Frauenfelder Woche

Frauenfeld · 24.05.2015

Die leeren Wände

An der Vernissage wurde der Chnuri gefragt: «Welches Bild würdest Du bei dir aufhängen?» Eine Frage, die nicht so leicht zu beantworten ist. Wenn schon, dann lieber die Wände weiss lassen, so wie sie jetzt sind, in Chnuri‘s eigenen 4 Wänden.

 

 

Aber 1 Bild würde er aufhängen: Den «blühenden Mandelbaum» von Vincent Van Gogh. Eine Kopie hing früher im Treppenhaus Blumenstein. Natürlich käme nur das Original in Frage. Das wäre fatal, weil man keine Sekunde den Blick vom Bild lassen könnte.
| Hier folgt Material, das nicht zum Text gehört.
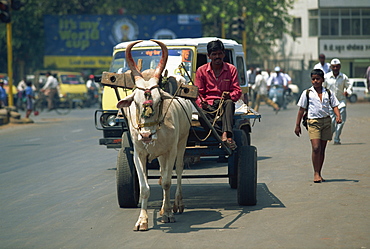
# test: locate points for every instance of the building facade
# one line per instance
(338, 29)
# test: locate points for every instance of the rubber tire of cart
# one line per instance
(128, 189)
(247, 176)
(240, 140)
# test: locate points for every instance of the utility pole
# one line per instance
(5, 8)
(244, 33)
(10, 62)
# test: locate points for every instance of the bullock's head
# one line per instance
(146, 98)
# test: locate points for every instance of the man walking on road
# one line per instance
(338, 84)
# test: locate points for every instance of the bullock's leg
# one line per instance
(167, 162)
(179, 205)
(140, 164)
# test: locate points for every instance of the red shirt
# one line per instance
(211, 88)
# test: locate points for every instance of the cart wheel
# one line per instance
(247, 176)
(240, 140)
(126, 177)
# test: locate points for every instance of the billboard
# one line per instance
(87, 41)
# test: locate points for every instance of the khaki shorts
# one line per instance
(320, 128)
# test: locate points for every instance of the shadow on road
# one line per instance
(219, 198)
(340, 180)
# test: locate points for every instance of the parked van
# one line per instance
(184, 57)
(71, 85)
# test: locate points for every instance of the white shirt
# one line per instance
(260, 86)
(276, 79)
(316, 107)
(338, 85)
(22, 85)
(325, 67)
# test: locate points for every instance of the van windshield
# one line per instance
(151, 57)
(71, 79)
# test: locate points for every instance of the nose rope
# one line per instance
(148, 109)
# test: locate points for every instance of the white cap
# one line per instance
(335, 61)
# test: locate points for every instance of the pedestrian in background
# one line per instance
(338, 83)
(3, 95)
(317, 102)
(367, 76)
(50, 89)
(30, 96)
(324, 66)
(260, 87)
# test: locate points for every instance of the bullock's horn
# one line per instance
(130, 61)
(163, 61)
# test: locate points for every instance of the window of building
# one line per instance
(339, 22)
(297, 27)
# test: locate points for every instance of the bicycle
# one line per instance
(62, 106)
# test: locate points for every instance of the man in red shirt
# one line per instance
(218, 86)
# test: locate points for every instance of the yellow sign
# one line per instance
(77, 61)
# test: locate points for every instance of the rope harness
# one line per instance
(148, 110)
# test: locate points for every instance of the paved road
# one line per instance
(57, 190)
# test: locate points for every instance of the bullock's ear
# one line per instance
(166, 95)
(125, 102)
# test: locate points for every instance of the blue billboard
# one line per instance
(77, 41)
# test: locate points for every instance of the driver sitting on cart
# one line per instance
(219, 89)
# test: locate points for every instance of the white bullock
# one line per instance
(159, 126)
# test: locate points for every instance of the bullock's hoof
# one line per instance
(168, 219)
(141, 227)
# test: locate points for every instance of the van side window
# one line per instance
(241, 70)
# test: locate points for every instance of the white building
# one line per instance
(338, 29)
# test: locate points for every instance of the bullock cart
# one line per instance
(242, 162)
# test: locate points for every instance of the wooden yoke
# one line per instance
(125, 80)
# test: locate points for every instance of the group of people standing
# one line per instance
(325, 106)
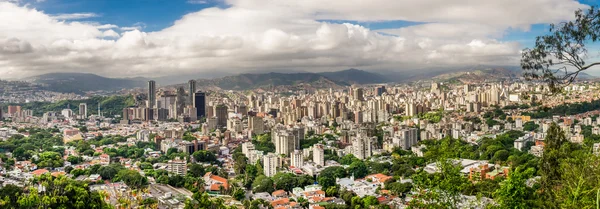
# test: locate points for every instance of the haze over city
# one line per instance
(299, 104)
(224, 37)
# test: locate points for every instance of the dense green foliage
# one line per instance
(263, 143)
(564, 109)
(60, 192)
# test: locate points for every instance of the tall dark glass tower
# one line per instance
(192, 91)
(151, 94)
(200, 104)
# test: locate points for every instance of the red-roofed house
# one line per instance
(280, 202)
(214, 182)
(279, 194)
(378, 178)
(104, 159)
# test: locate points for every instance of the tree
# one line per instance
(514, 193)
(61, 192)
(500, 156)
(108, 172)
(74, 159)
(358, 169)
(559, 57)
(348, 159)
(551, 157)
(131, 178)
(285, 181)
(328, 175)
(263, 184)
(10, 193)
(530, 126)
(205, 156)
(441, 189)
(196, 170)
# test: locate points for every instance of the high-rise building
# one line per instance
(270, 164)
(221, 113)
(380, 90)
(357, 94)
(256, 124)
(319, 155)
(151, 94)
(285, 142)
(361, 147)
(191, 91)
(12, 109)
(200, 105)
(82, 111)
(177, 166)
(297, 160)
(406, 138)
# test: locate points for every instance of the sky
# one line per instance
(150, 38)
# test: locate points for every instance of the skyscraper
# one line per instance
(319, 155)
(297, 160)
(358, 94)
(200, 104)
(221, 113)
(151, 94)
(191, 91)
(82, 111)
(270, 164)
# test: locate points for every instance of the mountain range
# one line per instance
(85, 82)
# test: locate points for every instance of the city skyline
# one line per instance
(137, 38)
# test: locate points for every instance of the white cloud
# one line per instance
(110, 34)
(276, 35)
(197, 1)
(74, 16)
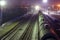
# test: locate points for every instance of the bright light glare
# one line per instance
(2, 3)
(58, 5)
(44, 1)
(37, 7)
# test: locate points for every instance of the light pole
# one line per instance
(2, 5)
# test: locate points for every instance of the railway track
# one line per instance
(24, 30)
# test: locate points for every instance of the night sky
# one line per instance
(25, 2)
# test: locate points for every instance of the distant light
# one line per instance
(58, 5)
(37, 7)
(44, 1)
(2, 3)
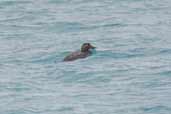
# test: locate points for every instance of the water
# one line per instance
(130, 73)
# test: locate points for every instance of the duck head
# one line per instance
(86, 47)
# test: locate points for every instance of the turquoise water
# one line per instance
(130, 73)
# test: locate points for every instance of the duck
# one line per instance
(84, 52)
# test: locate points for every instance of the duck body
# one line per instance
(77, 55)
(83, 53)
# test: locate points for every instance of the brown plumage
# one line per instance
(83, 53)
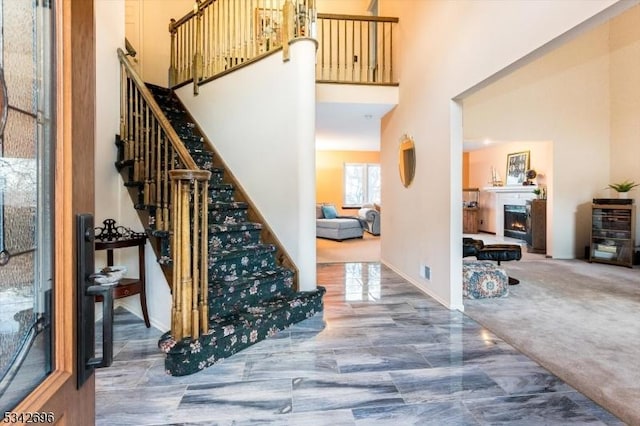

Man würde nicht mehr schlafen und keinen Staubsauger mehr zur Hand nehmen. Nur noch schauen. Man würde den Job verlieren und als verwahrloster Einzelgänger enden.
Noch schlimmer wären ein Munch, ein Cézanne oder ein Nolde. Nehmen wir den Eduard Munch, z.B. «Vier Mädchen auf der Brücke». Ein Bild nur, aber so schwer wie der Mond. Es hinge allein an der Wand, weil es keine Konkurrenz erträgt, und würde die Kraft eines Schwarzen Lochs entfalten, das bald die Nachbarhäuser und am Schluss die ganze Thurstrasse verschlucken würde. Das Bild wär zu schwer für Frauenfeld. Es bliebe nicht geheim, dass hier ein echter Munch hängt. Die Leute würden merken, dass etwas massiv nicht mehr so ist wie früher, und kämen, trotz der abgedunkelten Wohnung, dem Chnuri auf die Schliche. Kurz bevor sie verschluckt würden, was der Chnuri natürlich nicht will.

Dann lieber halt ein Bild aus der Vernissage, oder wie gesagt: Gar keins.